Yes, there is a story, too, about the little Californian when he used to get in trouble, just some boyish pranks, that the kids in the neighborhood always used to blame him simply because they wanted to see him run so fast.

 

It was while at Glendale that this wonder boy first began to show his sprinting talent.  He went out for the track team and also for football.
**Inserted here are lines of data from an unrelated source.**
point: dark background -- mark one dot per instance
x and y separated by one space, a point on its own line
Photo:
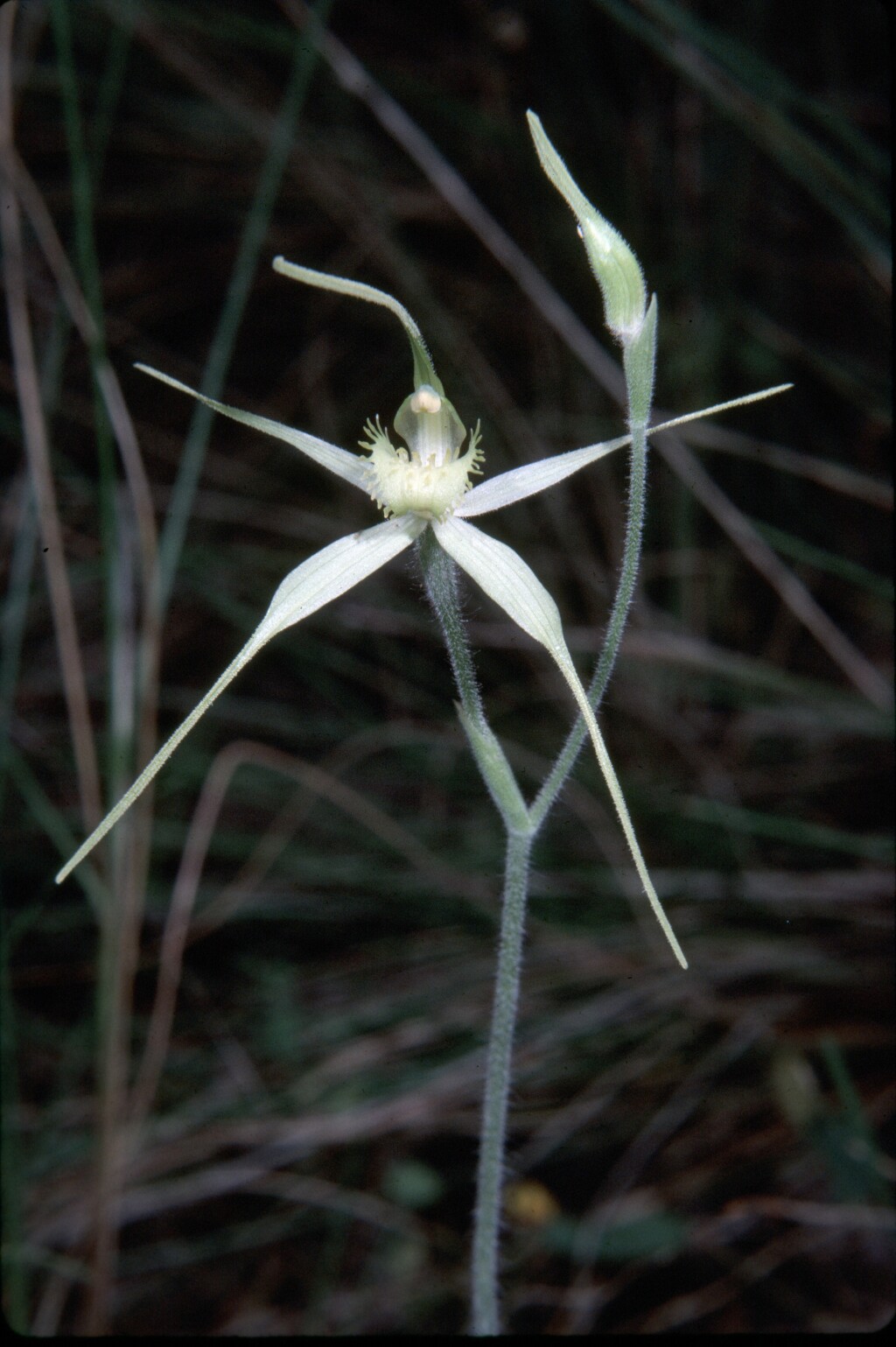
698 1151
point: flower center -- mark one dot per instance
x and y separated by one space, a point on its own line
430 476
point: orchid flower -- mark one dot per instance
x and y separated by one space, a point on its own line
424 482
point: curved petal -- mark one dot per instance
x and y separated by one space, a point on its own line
424 368
351 467
316 582
508 488
506 579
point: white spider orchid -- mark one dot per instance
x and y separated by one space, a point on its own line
424 485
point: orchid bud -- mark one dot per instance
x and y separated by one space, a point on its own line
614 265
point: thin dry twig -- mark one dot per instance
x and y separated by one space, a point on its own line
38 450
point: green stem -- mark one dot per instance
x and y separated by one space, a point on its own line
639 382
497 1087
439 574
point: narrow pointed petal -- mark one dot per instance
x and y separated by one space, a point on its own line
316 582
514 587
351 467
508 488
424 368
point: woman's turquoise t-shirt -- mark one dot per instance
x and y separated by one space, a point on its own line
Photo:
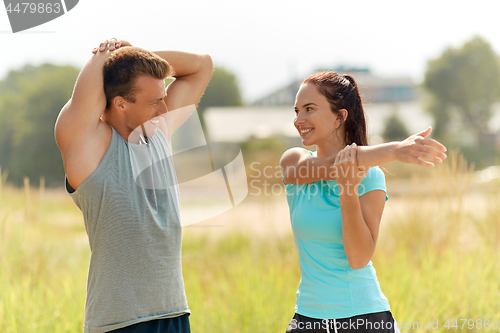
329 288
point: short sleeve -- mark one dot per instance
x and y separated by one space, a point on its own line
374 180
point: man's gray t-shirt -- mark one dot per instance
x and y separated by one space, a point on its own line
133 225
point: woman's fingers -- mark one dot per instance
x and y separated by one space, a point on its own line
435 144
102 46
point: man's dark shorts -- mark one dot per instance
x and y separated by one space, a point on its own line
169 325
380 322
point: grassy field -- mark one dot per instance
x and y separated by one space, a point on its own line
437 259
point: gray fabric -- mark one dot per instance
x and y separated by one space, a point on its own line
134 232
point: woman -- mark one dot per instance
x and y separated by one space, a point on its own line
336 197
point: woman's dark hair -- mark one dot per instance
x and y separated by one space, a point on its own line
342 92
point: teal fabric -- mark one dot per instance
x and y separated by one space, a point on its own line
134 230
329 288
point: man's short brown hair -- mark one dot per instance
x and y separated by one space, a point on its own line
125 65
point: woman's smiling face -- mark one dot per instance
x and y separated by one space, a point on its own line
314 120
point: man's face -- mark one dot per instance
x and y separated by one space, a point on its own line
143 115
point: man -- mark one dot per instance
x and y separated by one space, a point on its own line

But it was in running that he excelled.  He was so adept at sprinting that in all the church picnics and gatherings that he attended he always won the sprinting matches.  He kept on his work and then in his sophomore year at Glendale he was timed in 10 seconds for the century.

 

CAME TO FORE LAST SEASON

But it was not until April 1927, that he really blossomed forth as a future world beater.  In  a set of races that were held on the coast he was caught in 9 3-5 seconds for the distance.  They thought the timing was fishy.  But after due consideration, they learned that everything was right.  After running such a performance, he was finally matched with Charley Paddock over the 100-yard distance.
 

Paddock gladly consented to such a meeting, but after the race Paddock was a sadder but a wiser sprinter.  For not only did this young Loch invar from out of the sprinting West beat Charley, but he hung up the figures of 9 3-5 seconds.  This was Frankie's first meeting with the king of short distance runners.

 

Then they came together recently (6-16-28) in the far Western Olympic tryouts hailed as the "Sprint of the Century."

 

Frank Wykoff hits the tape yards ahead of Charlie Paddock & Frank Lombardi at the Olympic Trials - June, 1928

And again Wykoff was victorious, not only in the 100  meters which was run in 10 3-5 seconds, but in the 200 meters which he won by more than five yards in 20 4-5 seconds.

 

I then asked him how he felt in the 100 meter tryouts in the Stadium last Friday afternoon.  Naturally we were of the opinion that he would feel a little nervous, temperamental, fidgety or the like.  But not this kid.

 

"I knew I was going to have a hard race in the Harvard Stadium," he said. "It was a long trip from California to Boston.  But I felt that everything would come out from the way I was feeling.

 

DID NOT FEAR PADDOCK

"Before the race was held my-trainer and myself got together and we sized up the whole situation.  We had it figured out that the runners to beat were (Claude) Bracey of Rice Institute and (George) Simpson of Ohio State.

 

"Of course we were not underestimating the other contenders.  We felt that we already had beaten (Charley) Paddock on the coast and there was no reason why we should not be able to repeat.

 

"When I took the mark in the opening heat, I never felt so good," continued Wykoff.  "I was keyed up to the limit.  I thought that gun would never bark.  But when it did go - so did I - and I ran until I found that no one was near me.

 

"In no heat did I really feel tired until the third.  Then I knew I was going to be up against it when I met (Hank) Russell and Bob McAllister. Let me say right here that McAllister fooled me.  I never though he would be in the hunt at all.  But he was full of running and I was a little surprised when I learned after it was all over that he finished second to me in the final.

 

"It was the first time in my life that I ever ran four heats one right after the other in the 100 meters.  Of course I have run heats in the century and 200 yards before.  But such heats are a great strain.

 

"In the final I felt sure I would win.  I knew I was going to have plenty of competition.  But the feeling that came over made me feel that no matter what the other fellows had to offer I could go one better.

 

"Yes, I am glad it is all over.  They wanted me to run an exhibition in Saturday's fray, but my trainer wants me to wait for Amsterdam.  That is our big objective now"

 

Young Wykoff is the son of a plumber in Glendale, California.  He is the only boy in the family.  He stands 5 feet 8 inches and weighs about 150 pounds.  He intends to enter Glendale Junior College and then will go to the University of Southern California.  Just now his ambition is to be a college athletic trainer.  He loves the physical condition of men and believes that that is where he belongs.